States and actions in Taxi-v2

So, what are the 500 states that the taxi environment can be in, and what are the actions it can take from those states? Let's take a look at this in action.

You instantiate a taxi environment in OpenAI Gym. In the following screenshot, the small grid underneath the code block is your game environment. The yellow rectangle represents the taxi agent, and the four letters indicate the pickup and drop-off locations for your passengers:

We have a 5 x 5 game grid, which entails the following:

• There are 25 possible spaces for the taxi agent to be in at any time.
• There are 5 locations for the passenger to be in (such as inside the taxi or at any of the 4 drop-off points).
• There are 4 possible correct destinations (as opposed to locations that the passenger does not want to be dropped off at).

This gives 25 x 5 x 4 = 500 possible states. 

The state we are enumerating could, therefore, be represented with the following state vector:

S = <taxi location, passenger location, destination location>

The three variables in the state vector represent the three factors that could change in each state. 

Some of the states that we'll enumerate in our list of 500 are unreachable. For example, if the passenger is at the correct destination, then that iteration of the game is over. The taxi must also be at the destination at that point, since this is a Terminal state and the taxi will not make any additional moves. So, any state that has the passenger at the destination and the taxi at a different location will never be encountered, but we still represent these states in the state space for simplicity.  

The six possible actions in Taxi-v2 are as follows:

• South (0)
• North (1)
• East (2)
• West (3)
• Pickup (4)
• Drop-off (5)

These actions are discrete and deterministic; at each step, we choose an action to take based on the Q-learning algorithm we will design and implement. If we have no algorithm in place yet, we can choose to take a random action. Notice that we cannot take every possible action from every state.
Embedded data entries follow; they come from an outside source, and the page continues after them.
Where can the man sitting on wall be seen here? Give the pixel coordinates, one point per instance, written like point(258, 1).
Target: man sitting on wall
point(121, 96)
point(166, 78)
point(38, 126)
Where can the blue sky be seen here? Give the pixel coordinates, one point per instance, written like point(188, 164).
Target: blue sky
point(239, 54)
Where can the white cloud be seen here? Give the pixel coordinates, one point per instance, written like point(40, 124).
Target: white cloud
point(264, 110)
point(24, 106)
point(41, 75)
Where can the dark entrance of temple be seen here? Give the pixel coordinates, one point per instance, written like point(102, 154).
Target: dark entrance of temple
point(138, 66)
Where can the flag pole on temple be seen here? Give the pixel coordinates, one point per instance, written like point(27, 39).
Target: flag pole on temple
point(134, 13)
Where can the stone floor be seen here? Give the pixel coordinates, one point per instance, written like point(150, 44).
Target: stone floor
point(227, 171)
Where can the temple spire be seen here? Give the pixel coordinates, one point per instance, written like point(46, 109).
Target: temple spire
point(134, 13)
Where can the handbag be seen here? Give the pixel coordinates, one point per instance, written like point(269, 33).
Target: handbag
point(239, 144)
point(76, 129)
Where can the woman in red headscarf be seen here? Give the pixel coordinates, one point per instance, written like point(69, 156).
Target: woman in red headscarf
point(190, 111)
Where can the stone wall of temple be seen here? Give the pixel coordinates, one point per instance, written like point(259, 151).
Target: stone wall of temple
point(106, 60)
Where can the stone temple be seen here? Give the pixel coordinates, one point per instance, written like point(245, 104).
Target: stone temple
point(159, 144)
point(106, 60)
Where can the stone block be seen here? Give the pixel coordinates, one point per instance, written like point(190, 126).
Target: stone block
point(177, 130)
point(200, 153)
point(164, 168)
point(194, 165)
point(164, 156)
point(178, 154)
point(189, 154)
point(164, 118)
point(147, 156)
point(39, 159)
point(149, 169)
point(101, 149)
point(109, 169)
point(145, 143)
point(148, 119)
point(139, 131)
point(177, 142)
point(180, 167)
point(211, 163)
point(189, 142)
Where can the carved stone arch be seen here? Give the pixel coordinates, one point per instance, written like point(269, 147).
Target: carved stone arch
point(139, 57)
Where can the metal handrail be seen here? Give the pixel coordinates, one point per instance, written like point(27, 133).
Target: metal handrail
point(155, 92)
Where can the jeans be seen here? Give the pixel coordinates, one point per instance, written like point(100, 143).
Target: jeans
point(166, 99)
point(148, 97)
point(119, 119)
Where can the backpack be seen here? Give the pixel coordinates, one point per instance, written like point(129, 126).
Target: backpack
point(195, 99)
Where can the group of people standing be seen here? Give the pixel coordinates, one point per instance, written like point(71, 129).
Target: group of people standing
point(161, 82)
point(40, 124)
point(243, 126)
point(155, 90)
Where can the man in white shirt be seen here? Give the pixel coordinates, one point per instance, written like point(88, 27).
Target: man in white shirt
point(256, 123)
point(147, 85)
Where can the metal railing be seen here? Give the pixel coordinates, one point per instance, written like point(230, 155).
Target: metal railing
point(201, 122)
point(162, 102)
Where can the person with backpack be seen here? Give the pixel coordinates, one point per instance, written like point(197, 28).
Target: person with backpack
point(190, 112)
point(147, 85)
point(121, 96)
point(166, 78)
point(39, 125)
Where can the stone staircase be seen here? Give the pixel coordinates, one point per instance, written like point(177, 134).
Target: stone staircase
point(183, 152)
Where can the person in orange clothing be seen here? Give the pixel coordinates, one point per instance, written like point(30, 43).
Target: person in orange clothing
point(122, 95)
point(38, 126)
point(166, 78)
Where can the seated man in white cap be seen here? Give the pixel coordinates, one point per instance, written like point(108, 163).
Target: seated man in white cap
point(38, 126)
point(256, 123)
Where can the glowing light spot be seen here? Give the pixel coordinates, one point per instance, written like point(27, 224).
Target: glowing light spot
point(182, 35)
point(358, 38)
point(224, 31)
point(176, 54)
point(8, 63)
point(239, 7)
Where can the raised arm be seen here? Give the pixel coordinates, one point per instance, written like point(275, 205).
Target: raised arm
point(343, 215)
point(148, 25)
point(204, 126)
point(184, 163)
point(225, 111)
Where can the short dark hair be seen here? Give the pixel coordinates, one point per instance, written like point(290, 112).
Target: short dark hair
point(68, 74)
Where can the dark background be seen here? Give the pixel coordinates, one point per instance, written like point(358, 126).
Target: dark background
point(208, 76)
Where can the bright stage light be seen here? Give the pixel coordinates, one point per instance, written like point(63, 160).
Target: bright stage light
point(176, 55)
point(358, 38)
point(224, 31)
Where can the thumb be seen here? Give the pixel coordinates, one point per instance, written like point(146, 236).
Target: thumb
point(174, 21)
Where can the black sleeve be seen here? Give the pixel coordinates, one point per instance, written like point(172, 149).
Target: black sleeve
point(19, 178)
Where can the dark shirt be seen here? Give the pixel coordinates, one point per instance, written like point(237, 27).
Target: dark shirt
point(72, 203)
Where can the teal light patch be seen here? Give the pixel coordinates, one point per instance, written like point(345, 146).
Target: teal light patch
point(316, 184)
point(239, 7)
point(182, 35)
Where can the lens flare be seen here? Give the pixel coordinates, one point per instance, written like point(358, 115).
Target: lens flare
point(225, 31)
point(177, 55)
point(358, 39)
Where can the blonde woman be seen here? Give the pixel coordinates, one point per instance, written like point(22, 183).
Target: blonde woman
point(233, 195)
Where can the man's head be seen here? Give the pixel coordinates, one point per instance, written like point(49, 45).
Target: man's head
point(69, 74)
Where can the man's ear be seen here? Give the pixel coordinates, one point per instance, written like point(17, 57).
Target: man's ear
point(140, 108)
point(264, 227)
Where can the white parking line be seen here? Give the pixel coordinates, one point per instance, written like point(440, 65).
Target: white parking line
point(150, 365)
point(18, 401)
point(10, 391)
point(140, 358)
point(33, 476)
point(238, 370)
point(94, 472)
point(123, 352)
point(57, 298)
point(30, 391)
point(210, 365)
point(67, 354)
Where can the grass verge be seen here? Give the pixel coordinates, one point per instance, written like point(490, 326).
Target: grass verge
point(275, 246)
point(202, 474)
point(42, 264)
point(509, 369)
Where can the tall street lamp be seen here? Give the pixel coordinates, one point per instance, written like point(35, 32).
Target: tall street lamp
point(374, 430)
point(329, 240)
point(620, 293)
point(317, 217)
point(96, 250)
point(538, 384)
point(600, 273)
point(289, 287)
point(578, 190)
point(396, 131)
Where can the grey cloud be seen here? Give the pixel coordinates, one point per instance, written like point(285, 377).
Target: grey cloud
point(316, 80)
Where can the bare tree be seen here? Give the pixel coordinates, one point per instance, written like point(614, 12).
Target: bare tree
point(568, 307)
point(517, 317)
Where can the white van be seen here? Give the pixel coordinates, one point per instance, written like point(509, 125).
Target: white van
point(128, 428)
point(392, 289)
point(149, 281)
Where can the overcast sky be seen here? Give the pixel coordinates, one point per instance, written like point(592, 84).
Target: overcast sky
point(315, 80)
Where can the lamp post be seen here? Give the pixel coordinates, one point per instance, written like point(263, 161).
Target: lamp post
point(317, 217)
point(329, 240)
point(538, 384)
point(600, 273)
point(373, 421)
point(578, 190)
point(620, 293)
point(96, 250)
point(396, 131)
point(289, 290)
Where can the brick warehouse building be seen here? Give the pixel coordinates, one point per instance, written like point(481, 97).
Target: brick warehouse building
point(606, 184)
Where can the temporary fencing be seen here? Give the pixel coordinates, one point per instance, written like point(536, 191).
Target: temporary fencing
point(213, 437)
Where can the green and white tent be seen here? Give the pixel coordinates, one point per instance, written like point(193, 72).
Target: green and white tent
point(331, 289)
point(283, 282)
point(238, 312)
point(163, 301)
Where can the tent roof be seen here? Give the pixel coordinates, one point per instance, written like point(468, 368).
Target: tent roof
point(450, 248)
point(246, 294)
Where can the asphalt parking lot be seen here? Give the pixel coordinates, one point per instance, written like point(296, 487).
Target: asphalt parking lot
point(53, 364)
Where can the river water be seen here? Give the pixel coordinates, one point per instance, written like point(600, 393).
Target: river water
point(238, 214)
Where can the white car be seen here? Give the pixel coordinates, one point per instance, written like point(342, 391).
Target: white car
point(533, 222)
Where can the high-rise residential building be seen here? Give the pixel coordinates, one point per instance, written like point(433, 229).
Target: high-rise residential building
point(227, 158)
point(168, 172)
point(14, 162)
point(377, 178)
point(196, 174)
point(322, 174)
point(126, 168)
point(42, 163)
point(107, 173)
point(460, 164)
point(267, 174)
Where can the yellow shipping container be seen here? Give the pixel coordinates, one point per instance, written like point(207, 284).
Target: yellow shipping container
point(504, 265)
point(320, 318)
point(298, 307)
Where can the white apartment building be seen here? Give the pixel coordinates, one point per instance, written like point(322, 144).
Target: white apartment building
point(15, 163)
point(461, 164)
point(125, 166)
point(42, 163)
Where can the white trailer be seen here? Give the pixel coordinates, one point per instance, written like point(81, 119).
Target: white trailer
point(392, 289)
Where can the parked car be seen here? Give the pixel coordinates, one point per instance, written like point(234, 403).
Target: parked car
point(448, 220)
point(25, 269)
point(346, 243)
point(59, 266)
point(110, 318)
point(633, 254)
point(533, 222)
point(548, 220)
We cannot turn left (that is, west) if there is a wall to our left, for example.

We reset the environment and go to a random state when we start an episode: 

state = env.reset()

The agent chooses an action to take in the environment, and every time it does, the environment returns four variables:

• observation: This refers to the new state that we are in.
• reward: This indicates the reward that we have received.
• done: This tells us whether we have successfully dropped off the passenger at the correct location.
• info: This provides us with any additional information that we may need for debugging.

We collect these variables as follows:

observation, reward, done, info = env.step(env.action_space.sample())

This will cause the agent to take one step through the task loop and have the environment return the required variables. It will be useful to keep track of these variables and report them as we step through our taxi model, which we'll start building in the next chapter.

A potential taxi reward structure might work as follows:

• A reward of +20 for successfully dropping off the passenger
• A penalty of 10 for an incorrect pickup or drop-off (that is, a reward of -10)
• A reward of -1 for all other actions, such as moving forward one step

The longer the agent takes to execute a successful drop-off, the more points it will lose. We don't want it to take unnecessary steps, but we also don't want it to make illegal moves by trying to reach the destination faster, so the penalty for taking a non-drop-off step is small. An optimal solution will be to have the agent reach the correct destination in the minimum number of timesteps.

Again, once the Q-table converges to its final values and stops updating with each iteration, the agent will have discovered the optimal path to reaching the destination as quickly as possible.